Transformer model from scratch
a step-by-step implementation of Transformer model introduced in the paper Attention is All You Need (NeurIPS 2017) with PyTorch.
1 Background
1-1 Advantages of Transformer architecture
Compared to other sequence-modeling models:
- parallelizable
- less time to train
1-2 Basic Structures of Transformer (Encoder,Decoder)
Encoder:
- A stack of basic blocks (\(N=6\))
- A basic Encode-block mainly consists of two types of sublayers:
- Multi-Head Self-Attention (MHSA)
- Position-wise fully connected feed-forward layer (FF)
- Other core components
- residual connection
- layer normalization
Decoder:
- Also a stack of basic blocks (\(N=6\))
- A basic Decoder-block mainly consists of three types of sublayers:
- Masked Multi-Head Self-Attention
- Encoder-Decoder Multi-Head Attention (MHA)

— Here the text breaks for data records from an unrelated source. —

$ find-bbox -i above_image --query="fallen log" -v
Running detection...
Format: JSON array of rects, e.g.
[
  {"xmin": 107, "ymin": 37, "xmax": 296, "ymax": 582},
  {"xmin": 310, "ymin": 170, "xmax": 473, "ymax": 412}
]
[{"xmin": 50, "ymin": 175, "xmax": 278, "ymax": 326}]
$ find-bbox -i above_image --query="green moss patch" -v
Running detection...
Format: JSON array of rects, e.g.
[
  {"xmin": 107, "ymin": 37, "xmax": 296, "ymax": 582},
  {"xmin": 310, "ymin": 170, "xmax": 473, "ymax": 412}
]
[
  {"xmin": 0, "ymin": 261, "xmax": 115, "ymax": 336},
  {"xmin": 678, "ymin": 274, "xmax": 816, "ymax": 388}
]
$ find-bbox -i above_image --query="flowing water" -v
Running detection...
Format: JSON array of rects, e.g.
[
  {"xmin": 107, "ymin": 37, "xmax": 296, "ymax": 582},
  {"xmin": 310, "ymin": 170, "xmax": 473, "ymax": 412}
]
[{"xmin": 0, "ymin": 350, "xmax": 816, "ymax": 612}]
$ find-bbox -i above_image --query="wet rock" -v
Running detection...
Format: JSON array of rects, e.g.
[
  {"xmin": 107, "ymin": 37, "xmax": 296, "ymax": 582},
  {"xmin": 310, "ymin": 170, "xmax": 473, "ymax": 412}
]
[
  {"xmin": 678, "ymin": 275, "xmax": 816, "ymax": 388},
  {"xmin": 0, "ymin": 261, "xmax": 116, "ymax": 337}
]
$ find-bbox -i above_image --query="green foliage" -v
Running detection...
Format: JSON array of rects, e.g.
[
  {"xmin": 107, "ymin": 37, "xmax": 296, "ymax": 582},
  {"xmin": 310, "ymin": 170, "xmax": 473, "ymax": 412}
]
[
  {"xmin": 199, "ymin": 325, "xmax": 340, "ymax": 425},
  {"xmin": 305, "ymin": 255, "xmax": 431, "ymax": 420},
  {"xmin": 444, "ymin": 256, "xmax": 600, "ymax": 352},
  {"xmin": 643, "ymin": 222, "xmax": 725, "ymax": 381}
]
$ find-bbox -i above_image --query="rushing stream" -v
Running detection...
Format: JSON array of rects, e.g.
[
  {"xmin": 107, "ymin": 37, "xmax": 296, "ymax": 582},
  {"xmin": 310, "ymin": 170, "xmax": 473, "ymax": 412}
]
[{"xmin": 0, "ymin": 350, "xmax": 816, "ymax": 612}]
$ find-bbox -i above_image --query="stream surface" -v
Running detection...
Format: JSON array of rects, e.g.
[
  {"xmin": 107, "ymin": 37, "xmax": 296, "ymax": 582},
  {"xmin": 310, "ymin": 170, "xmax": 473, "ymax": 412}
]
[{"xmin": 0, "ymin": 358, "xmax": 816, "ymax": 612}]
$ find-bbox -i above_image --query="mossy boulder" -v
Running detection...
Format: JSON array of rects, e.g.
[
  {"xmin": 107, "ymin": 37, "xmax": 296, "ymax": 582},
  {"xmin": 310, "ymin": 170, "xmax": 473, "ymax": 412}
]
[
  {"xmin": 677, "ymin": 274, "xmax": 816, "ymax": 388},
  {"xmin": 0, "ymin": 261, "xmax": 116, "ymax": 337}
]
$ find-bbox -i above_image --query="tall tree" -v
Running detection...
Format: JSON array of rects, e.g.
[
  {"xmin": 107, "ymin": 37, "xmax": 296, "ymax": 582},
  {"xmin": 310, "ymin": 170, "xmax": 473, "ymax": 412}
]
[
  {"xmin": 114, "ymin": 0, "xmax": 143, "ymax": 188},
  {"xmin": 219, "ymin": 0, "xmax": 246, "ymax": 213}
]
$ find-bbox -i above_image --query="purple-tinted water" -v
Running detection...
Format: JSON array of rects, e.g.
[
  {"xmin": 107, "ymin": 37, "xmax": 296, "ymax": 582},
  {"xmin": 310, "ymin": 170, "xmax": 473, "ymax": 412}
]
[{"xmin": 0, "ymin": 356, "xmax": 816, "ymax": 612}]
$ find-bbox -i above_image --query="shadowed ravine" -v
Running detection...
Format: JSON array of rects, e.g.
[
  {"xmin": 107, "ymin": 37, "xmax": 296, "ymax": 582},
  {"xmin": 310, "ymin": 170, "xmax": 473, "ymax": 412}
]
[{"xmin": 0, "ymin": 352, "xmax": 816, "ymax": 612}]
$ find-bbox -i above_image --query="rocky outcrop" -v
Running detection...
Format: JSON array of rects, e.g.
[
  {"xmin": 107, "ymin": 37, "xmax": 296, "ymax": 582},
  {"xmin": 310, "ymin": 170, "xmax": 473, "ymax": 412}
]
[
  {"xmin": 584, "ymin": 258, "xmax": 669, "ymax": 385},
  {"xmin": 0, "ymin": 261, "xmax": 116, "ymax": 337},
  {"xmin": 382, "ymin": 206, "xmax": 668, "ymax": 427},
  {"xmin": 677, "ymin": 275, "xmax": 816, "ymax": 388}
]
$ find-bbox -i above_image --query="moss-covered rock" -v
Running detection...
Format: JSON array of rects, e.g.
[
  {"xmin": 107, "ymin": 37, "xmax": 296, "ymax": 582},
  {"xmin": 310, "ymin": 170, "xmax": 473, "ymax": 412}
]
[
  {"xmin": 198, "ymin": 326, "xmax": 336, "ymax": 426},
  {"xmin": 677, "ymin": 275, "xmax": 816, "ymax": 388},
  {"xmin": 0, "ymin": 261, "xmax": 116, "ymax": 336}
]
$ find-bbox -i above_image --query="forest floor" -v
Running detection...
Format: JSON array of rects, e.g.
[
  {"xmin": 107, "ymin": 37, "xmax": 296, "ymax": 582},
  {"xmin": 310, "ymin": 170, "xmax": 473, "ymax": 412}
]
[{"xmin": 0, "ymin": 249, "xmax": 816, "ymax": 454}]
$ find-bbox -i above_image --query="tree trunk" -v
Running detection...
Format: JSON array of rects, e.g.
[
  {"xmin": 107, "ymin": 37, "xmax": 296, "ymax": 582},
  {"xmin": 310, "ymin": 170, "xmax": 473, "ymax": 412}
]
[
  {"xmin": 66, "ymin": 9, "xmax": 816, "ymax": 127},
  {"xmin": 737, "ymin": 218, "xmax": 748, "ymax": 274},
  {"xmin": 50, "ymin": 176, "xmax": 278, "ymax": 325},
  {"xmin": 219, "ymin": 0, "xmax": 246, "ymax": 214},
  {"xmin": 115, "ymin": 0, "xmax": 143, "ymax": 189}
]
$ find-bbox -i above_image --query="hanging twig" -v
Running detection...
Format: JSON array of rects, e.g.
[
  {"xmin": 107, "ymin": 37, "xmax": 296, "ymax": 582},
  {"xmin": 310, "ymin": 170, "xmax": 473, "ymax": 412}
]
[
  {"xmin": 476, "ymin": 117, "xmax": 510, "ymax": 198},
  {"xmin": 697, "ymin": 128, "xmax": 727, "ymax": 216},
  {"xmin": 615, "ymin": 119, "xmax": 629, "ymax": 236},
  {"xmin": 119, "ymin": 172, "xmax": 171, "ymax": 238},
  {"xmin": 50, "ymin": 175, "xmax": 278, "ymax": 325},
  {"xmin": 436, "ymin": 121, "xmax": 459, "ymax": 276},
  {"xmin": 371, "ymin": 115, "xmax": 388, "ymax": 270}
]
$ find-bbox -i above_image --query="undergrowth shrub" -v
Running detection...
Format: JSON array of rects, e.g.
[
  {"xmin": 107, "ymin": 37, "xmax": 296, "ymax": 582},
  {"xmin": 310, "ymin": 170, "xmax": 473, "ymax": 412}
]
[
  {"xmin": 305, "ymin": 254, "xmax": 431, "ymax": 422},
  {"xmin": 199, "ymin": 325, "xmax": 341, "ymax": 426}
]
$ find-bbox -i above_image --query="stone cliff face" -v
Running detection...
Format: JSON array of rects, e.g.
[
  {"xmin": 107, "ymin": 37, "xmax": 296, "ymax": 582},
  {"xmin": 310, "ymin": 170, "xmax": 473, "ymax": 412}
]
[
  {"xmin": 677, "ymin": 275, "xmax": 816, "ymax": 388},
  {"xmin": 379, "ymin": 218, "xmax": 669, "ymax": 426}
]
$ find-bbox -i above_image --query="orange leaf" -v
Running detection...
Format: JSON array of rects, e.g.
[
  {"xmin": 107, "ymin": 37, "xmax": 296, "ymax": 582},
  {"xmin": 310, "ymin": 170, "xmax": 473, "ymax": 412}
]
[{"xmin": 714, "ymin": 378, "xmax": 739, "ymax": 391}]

- Fully connected feed-forward layer
- Other core components
- residual connection
- layer normalization
2- Build a Transformer model with PyTorch from scratch
2-1 Import Necessary Libraries
import torch.nn as nn
import torch
import torch.nn.functional as F
import math
2-2 Basic Components
2-2-1 Word Embeddings
A word embedding layer is to convert a input sequence with \(shape=(B, L)\) into a sequence of word embeddings with \(shape=(B, L, D)\), where
- \(B\) is the batch size
- \(L\) is the length of the sequence
- \(D\) is the dimension of embedding
A embedding layer can be easily implemented by PyTorch:
embeddin_layer = nn.Embedding(vocab_size, embed_dim)
2-2-2 Positional Encoding
In the original paper, the positional encoding was created under the sinusoid form.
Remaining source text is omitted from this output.